Dashboards

There are many ways of visualising the metrics Reaper exposes. Here is just a few examples to get you started.

We are going to use Grafana to visualize metrics fetched from a Prometheus backed. We will also assume the metrics were relabeled.

Repair progress

One of the simplest things to visualize is repair progress. We can do that using a simple Gauge, where we use use the following query:

io_cassandrareaper_service_RepairRunner_repairProgress

To make the panel more pretty, we can enter the following in the Legend field:

{{cluster}} - {{keyspace}}

With two keyspaces doing repairs, we should see two dials, one for each keyspace:

We can now switch the Gauge visualisation for a Stat one, which will give us the repair progress, but also a small graph showing the progress over time:

To monitor the repair progress in terms of the number of repaired segments, we can use the following query:

io_cassandrareaper_service_RepairRunner_segmentsDone

Again, we put this query into the Stat panel, but we also select Last for the Calc field in the Display part of the Visualization tab.
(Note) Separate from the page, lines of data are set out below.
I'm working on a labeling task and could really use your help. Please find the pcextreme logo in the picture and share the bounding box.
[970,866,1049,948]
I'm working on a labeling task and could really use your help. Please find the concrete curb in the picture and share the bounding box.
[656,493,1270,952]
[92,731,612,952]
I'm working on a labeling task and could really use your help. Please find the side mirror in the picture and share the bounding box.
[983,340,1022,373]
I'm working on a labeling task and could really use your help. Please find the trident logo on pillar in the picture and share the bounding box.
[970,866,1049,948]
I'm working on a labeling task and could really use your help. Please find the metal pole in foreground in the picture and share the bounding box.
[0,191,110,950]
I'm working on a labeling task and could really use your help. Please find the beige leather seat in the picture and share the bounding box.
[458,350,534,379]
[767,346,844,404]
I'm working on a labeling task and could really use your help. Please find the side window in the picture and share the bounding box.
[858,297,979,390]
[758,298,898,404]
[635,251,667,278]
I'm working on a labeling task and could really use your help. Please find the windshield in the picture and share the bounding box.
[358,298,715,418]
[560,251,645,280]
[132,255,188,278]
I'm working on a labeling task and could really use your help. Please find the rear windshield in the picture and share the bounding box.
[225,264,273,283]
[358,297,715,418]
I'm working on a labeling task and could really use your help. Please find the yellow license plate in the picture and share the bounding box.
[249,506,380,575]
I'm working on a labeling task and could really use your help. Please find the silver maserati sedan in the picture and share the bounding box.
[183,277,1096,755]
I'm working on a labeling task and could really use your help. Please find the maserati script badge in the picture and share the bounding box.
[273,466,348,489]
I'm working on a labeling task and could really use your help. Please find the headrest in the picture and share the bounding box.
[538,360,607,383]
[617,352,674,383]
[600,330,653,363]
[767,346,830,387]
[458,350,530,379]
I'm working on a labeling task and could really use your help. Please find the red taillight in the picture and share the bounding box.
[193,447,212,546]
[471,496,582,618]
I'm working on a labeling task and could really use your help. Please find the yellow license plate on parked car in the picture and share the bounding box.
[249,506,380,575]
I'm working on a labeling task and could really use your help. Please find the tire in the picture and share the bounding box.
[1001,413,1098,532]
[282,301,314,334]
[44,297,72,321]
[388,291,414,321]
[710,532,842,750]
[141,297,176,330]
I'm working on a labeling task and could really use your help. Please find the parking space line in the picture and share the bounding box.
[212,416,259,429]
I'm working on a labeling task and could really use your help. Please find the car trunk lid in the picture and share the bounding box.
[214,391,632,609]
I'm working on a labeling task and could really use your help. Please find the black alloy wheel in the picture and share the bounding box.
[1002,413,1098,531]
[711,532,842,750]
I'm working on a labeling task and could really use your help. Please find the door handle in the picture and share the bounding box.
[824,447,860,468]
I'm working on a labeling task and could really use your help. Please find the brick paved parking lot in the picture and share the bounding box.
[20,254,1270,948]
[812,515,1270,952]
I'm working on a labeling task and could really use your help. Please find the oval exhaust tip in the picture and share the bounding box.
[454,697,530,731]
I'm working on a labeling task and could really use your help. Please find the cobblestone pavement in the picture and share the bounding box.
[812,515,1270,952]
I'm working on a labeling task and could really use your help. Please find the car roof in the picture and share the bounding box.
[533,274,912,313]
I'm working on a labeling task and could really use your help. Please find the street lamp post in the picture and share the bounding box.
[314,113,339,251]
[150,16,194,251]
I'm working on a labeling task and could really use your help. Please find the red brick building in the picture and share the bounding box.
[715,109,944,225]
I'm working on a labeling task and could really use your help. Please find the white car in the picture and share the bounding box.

We should get a chart that looks like this:

Segment duration

When monitoring repairs, we would like to know how much time it takes to repair a segment. As a rule of thumb, we would like each segment to take 10 to 15 minutes. This indicates the segments are big enough to not waste the overhead of a repair session and minimise over-streaming, while not being too large to risk streaming timeouts.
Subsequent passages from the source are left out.